CUARTO.-La segunda modificación de la relación de hechos probados que insta la recurrente remite al apartado cuarto de la relación de hechos probados de la sentencia recurrida en el que indica, recordemos, que 'por resolución del Departament de Treball, Afers Socials i Famílies de fecha 23/3/20 se acordó constatar la existencia de fuerza mayor en la empresa SEAT y, por lo tanto, que podía solicitar la suspensión de 14.771 trabajadores ( sic) durante 30 días consecutivos en el período comprendido entre el 16/3/20 y 15/4/20'. Solicita que, y en su lugar, se declare que 'por resolución del Departament de Treball, Afers Socials i Famílies de fecha 23/3/20 se acordó constatar la existencia de fuerza mayor en la empresa SEAT y, por lo tanto, que podía solicitar la suspensión de 14.771 trabajadores (sic) durante 30 días consecutivos en el período comprendido entre el 16/3/20 y 15/4/20 sin perjuicio que este plazo inicial se tuviera que prolongar como consecuencia de la extensión de las medidas legales adoptadas por las autoridades competentes en relación a la evolución epidemiológica de la pandemia'. Remite a la resolución administrativa citada en la declaración cuestionada que obra en el folio 301 de las actuaciones. La resolución administrativa tiene ciertamente, y en el apartado dispositivo de la misma, el contenido al que remite la recurrente pudiendo ser recogido por tanto, y acreditada la certeza de la circunstancia en cuestión, en la relación de hechos probados en los mismos términos propuestos en el recurso.
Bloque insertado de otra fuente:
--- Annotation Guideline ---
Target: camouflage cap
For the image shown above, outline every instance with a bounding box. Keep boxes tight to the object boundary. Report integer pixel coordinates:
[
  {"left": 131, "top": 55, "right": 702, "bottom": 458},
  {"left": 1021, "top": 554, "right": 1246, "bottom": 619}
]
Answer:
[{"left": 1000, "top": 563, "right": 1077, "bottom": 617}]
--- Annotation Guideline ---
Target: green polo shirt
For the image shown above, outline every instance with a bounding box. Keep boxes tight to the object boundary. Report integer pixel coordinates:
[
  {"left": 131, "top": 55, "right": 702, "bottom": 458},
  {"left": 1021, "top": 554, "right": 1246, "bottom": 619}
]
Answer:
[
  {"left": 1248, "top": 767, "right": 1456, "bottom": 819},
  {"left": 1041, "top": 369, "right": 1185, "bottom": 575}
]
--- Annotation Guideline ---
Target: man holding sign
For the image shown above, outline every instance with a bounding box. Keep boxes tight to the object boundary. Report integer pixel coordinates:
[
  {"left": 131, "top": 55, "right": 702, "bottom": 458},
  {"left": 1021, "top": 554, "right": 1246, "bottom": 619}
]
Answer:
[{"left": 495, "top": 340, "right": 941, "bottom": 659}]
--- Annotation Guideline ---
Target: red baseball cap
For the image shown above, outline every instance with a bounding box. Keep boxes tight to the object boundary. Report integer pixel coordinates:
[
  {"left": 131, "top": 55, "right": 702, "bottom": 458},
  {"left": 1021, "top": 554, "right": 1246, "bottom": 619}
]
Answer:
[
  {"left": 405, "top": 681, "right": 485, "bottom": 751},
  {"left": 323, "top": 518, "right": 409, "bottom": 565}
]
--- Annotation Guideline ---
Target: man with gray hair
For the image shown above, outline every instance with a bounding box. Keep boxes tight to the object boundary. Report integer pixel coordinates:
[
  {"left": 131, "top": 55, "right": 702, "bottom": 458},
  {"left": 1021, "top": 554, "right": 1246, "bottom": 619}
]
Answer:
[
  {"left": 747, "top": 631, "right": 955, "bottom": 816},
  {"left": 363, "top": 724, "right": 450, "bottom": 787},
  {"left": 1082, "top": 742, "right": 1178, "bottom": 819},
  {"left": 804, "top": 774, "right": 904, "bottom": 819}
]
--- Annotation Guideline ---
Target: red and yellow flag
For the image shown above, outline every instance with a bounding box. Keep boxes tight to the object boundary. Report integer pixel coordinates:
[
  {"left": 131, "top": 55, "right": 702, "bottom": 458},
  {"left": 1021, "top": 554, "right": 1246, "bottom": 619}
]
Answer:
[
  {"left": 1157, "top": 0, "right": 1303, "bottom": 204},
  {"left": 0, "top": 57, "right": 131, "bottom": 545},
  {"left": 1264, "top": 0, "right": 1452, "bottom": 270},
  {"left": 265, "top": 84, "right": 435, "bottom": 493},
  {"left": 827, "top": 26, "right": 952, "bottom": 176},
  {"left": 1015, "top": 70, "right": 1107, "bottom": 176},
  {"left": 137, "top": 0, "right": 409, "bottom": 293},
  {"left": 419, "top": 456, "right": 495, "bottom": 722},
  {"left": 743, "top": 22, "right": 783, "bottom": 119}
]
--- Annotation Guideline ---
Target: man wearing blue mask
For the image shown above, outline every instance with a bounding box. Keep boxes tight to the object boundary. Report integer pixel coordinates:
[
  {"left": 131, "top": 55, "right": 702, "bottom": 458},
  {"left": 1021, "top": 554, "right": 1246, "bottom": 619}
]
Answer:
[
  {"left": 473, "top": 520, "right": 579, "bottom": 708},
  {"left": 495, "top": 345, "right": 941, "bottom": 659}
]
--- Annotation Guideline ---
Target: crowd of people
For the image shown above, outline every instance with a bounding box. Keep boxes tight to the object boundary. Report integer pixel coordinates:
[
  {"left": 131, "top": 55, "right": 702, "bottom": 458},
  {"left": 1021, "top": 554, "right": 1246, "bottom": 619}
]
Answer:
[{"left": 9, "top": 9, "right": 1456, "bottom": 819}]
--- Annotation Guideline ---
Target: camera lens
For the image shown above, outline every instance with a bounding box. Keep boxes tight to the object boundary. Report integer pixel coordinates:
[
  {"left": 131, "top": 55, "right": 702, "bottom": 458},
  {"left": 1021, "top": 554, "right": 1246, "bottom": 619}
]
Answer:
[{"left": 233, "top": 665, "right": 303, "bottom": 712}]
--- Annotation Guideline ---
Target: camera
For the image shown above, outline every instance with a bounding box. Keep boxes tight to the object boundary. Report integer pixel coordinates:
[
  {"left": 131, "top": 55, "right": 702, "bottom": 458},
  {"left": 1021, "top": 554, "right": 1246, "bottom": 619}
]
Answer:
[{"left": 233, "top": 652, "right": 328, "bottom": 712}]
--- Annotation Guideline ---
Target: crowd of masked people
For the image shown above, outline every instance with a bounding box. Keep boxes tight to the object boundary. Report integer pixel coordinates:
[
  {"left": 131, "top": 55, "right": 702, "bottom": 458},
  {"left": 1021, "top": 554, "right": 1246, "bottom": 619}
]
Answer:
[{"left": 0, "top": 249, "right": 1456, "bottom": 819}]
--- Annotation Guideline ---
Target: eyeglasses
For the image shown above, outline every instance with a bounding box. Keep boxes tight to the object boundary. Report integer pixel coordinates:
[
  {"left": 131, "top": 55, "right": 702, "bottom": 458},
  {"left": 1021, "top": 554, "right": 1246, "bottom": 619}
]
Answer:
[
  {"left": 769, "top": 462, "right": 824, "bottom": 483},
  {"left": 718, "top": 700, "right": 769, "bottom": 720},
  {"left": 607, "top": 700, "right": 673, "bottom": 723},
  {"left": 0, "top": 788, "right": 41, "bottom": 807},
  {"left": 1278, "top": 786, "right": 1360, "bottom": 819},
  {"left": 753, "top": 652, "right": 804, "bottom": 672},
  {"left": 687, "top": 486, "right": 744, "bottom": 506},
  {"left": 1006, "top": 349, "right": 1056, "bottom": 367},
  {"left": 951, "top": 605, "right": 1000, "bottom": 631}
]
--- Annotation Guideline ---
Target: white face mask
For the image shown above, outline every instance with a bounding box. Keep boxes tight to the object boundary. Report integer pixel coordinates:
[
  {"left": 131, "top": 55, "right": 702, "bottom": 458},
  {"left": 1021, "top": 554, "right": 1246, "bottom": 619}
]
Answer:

QUINTO.-La siguiente modificación de la relación de hechos probados que insta la recurrente remite al apartado quinto de la relación de hechos probados de la sentencia recurrida en el que indica, recordemos, que 'por resolución del Departament de Treball, Afers Socials i Famílies de fecha 24/3/20 se acordó constatar la existencia de fuerza mayor en la empresa NISSAN MOTOR IBÉRICA S.A. y, por lo tanto, que podía solicitar la suspensión de los contratos de 3.009 trabajadores durante 77 días consecutivos en el período comprendido entre el 16/3/20 y 31/5/20'. Solicita que, en su lugar y en términos similares a los del apartado anterior, se declare que 'por resolución del Departament de Treball, Afers Socials i Famílies de fecha 24/3/20 se acordó constatar la existencia de fuerza mayor en la empresa NISSAN MOTOR IBÉRICA S.A. y, por lo tanto, que podía solicitar la suspensión de los contratos de 3.009 trabajadores durante 77 días consecutivos en el período comprendido entre el 16/3/20 y 31/5/20 sin perjuicio que este plazo inicial se tuviera que prolongar como consecuencia de la extensión de las medidas legales adoptadas por las autoridades competentes en relación a la evolución epidemiológica de la pandemia'. Remite a la resolución administrativa citada en la declaración cuestionada que obra en el folio 302 de las actuaciones. La resolución administrativa tiene ciertamente, y en el apartado dispositivo de la misma, el contenido al que remite la recurrente pudiendo ser recogido por tanto, y acreditada la certeza de la circunstancia en cuestión, en la relación de hechos probados en los mismos términos propuestos en el recurso.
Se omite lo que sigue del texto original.